The Perseids will peak Monday night, although the best bet for seeing a really great shower is to set your alarm and get up around 1:30AM in the morning. That’s because the moon will have set and the point the meteors seem to come from will be higher. For a full rundown on how to observe the Perseid meteor shower check out my guide on National Geographic News.
I’ll be observing the Perseids this year from Hay Lake just outside Algonquin Provincial Park, my usual summer location.
A large group of astronomers, however, will be observing from near Mount Forest, Ontario, at the site of Starfest 2008. Starfest is a star party where amateur astronomers get together to hang out, talk, and look at the sky. It’s the biggest in Canada with regular attendance over a thousand people.
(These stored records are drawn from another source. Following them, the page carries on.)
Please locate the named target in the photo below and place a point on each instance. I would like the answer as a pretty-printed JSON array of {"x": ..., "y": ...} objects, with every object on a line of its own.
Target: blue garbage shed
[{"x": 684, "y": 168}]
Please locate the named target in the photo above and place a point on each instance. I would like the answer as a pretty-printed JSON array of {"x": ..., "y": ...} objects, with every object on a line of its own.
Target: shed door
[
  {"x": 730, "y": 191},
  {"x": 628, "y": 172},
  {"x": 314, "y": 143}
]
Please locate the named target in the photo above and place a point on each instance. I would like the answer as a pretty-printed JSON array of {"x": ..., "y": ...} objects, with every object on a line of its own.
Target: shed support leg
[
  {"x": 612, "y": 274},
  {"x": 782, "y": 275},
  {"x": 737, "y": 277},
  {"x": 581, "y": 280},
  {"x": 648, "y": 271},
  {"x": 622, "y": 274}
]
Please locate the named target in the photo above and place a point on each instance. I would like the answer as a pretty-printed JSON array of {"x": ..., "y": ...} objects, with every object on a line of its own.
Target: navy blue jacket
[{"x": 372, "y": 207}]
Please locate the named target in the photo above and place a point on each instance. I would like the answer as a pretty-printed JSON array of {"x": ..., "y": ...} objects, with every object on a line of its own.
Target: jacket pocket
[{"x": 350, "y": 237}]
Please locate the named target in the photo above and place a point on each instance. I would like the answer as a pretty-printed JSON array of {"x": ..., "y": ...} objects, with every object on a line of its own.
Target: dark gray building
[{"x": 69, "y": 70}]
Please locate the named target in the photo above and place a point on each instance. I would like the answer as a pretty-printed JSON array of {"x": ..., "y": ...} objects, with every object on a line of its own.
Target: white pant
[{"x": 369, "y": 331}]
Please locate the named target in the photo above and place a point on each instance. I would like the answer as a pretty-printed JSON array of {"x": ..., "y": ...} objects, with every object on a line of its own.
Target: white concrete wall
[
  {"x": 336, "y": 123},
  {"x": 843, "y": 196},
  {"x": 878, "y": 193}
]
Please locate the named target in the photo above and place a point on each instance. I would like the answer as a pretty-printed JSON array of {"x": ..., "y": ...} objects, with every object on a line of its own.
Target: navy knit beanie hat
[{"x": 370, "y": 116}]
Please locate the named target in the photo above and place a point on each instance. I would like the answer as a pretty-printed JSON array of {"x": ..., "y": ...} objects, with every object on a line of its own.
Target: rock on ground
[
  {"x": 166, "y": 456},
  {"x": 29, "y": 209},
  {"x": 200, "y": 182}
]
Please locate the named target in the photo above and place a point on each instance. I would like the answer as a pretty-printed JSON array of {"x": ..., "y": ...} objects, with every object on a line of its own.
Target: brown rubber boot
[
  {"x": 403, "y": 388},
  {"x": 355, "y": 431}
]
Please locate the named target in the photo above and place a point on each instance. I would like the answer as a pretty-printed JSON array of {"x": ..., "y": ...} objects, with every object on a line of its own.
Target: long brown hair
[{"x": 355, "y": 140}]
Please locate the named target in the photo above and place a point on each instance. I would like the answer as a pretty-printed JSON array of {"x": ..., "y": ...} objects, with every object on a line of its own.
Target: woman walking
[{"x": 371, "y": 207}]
This will be my 10th year at Starfest, and I am looking forward to seeing my usual cast of friends from the Bruce County Astronomical Society. As well, Ivan Semeniuk, U.S. Bureau Chief for New Scientist magazine and a former Discovery Channel Canada astronomy columnist, will be giving the keynote speech which should be great.
Finally, if you’ve ever wondered how scientists predict meteor showers, protect satellites from collisions, or what meteors tell us about the formation of the solar system, you should check out my upcoming article on Innovation Canada. I discuss the University of Western Ontario’s Meteor Physics Group, which is the largest group in North America. As well, they are the go-to guys when NASA wants to know anything about the meteor environment. Pretty cool stuff.
Now, if only there were some way I could guarantee clear skies for every one of my readers. That would be really cool.